The perplexing and somewhat uncomfortable quote at the beginning of this article is not from Iggy, but from the writer J.G. Ballard, who died this week at the age of 78. There was a period between about 1978 and 1989 when the most unexpected cultural luminaries on both sides of the Atlantic swung sharply to the right, captured, one supposes, by the Reagan-Thatcher revolution. Indeed, the more strongly these luminaries had been previously associated with what was considered a leftist counter-culture, the more likely they were to begin espousing free-market economics and/or 'traditional' values: Bob Dylan suddenly resurrecting as a born-again Christian; the ultimate peacenik Neil Young expressing a preference for Ronald Reagan over Jimmy Carter (and later pledging support for Ross Perot) and writing gung-ho songs about the American hostages in Tehran. John Updike, a lifelong registered Democrat of a moderate hue, taking sly digs at feminism and multiculturalism;

Saul Bellow expressing his disquiet at life on the Chicago frontline; even Lou Reed, who once described himself as a liberal fascist, outraging public opinion with the somewhat un-PC anthem 'I Wanna Be Black' (the lyrics to which cannot, in all good conscience, be reprinted here) and later sticking it good and proper to the emerging Democratic party firebrand Jesse Jackson.
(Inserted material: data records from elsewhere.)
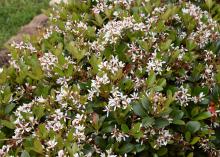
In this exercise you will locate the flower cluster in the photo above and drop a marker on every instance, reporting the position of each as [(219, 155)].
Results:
[(114, 78)]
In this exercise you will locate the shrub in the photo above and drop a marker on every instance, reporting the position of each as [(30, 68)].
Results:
[(114, 78)]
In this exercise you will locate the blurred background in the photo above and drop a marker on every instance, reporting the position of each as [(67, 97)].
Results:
[(16, 13)]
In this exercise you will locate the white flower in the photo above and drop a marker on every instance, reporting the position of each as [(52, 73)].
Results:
[(182, 96), (185, 11), (51, 144), (41, 99), (61, 153), (199, 98), (1, 70)]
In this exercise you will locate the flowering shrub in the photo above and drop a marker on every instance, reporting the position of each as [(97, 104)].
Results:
[(114, 78)]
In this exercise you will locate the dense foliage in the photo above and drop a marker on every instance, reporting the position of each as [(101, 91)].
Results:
[(114, 78)]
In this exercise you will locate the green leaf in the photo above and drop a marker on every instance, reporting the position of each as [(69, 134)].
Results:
[(126, 148), (209, 3), (25, 154), (190, 44), (76, 52), (195, 140), (162, 82), (187, 136), (151, 79), (148, 121), (190, 154), (178, 122), (99, 141), (9, 108), (38, 146), (161, 123), (177, 114), (203, 115), (165, 45), (139, 110), (124, 128), (162, 151), (7, 124), (193, 126)]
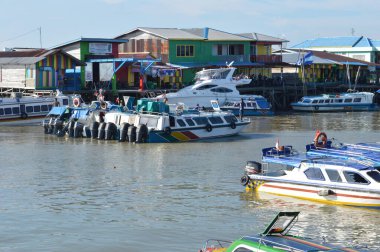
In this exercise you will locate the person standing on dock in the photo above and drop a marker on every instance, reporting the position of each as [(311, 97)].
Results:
[(241, 109)]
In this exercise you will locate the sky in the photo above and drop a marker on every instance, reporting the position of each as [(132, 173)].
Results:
[(294, 20)]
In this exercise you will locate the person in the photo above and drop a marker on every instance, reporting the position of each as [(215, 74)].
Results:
[(241, 109), (56, 103)]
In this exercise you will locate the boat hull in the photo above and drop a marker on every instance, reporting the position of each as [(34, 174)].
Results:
[(194, 134), (334, 108), (250, 112), (328, 195)]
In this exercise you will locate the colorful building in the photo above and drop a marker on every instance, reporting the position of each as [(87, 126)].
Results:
[(37, 69), (184, 51)]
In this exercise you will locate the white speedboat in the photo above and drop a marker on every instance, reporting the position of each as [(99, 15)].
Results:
[(350, 101), (211, 84), (325, 179), (152, 123), (20, 108)]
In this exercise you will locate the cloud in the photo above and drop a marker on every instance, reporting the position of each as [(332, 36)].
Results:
[(112, 2)]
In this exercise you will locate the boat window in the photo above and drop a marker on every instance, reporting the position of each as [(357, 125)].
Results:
[(205, 87), (314, 174), (242, 249), (375, 175), (200, 120), (150, 122), (215, 120), (333, 175), (230, 119), (221, 90), (190, 122), (44, 108), (37, 109), (65, 102), (354, 177), (16, 110), (181, 123)]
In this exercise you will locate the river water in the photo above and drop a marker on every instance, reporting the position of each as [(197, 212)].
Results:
[(60, 194)]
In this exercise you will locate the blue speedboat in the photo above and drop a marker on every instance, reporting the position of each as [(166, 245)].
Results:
[(350, 101)]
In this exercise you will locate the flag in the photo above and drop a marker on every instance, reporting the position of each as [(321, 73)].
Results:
[(307, 59)]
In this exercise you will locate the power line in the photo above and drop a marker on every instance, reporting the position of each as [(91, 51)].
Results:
[(22, 35)]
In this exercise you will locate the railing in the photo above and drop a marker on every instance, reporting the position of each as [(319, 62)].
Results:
[(266, 58)]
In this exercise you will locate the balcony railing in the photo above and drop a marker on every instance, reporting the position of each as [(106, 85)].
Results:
[(266, 58)]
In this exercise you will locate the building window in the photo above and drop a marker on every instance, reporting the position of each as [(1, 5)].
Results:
[(185, 51)]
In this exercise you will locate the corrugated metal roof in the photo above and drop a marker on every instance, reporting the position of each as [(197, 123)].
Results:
[(170, 33), (19, 60), (352, 41), (213, 34), (261, 37)]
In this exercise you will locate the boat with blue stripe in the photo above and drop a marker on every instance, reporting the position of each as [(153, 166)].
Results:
[(324, 178), (350, 101)]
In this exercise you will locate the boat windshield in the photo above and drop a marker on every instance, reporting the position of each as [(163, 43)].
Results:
[(212, 74)]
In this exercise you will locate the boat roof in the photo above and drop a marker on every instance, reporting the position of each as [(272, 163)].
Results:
[(295, 159)]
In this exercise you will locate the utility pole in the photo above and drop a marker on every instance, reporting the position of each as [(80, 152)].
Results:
[(40, 37)]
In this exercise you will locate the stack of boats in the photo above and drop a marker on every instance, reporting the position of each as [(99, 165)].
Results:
[(337, 173), (151, 122)]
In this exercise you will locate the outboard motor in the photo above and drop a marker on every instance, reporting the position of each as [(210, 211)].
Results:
[(58, 126), (70, 128), (132, 134), (124, 132), (141, 133), (110, 131), (94, 129), (78, 128), (101, 130), (253, 167)]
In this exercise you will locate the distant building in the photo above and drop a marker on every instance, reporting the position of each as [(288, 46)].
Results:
[(356, 47), (38, 69)]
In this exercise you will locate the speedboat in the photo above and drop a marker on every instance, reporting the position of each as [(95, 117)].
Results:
[(256, 105), (326, 179), (152, 122), (350, 101), (275, 238), (23, 108), (210, 84), (369, 152)]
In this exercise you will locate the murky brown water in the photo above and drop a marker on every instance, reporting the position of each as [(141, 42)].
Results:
[(60, 194)]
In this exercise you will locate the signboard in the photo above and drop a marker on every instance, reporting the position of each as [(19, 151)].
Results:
[(100, 48)]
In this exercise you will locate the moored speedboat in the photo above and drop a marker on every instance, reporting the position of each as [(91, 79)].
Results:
[(325, 179), (350, 101), (255, 105), (274, 238), (210, 84)]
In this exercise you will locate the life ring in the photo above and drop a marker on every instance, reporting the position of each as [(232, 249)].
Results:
[(168, 130), (103, 105), (24, 115), (76, 102), (208, 127), (320, 136)]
Over here, our two most inventive, imaginative and brilliant novelists since the second world war, and maybe beyond - J.G. Ballard and Anthony Burgess - nailed their colours very firmly to the mast. Burgess, we had always known, was further to the right than a soup spoon - but just in case we doubted it he produced the fairly crude, if prescient, chunk of pro-Thatcherite dystopic propaganda, 1985. …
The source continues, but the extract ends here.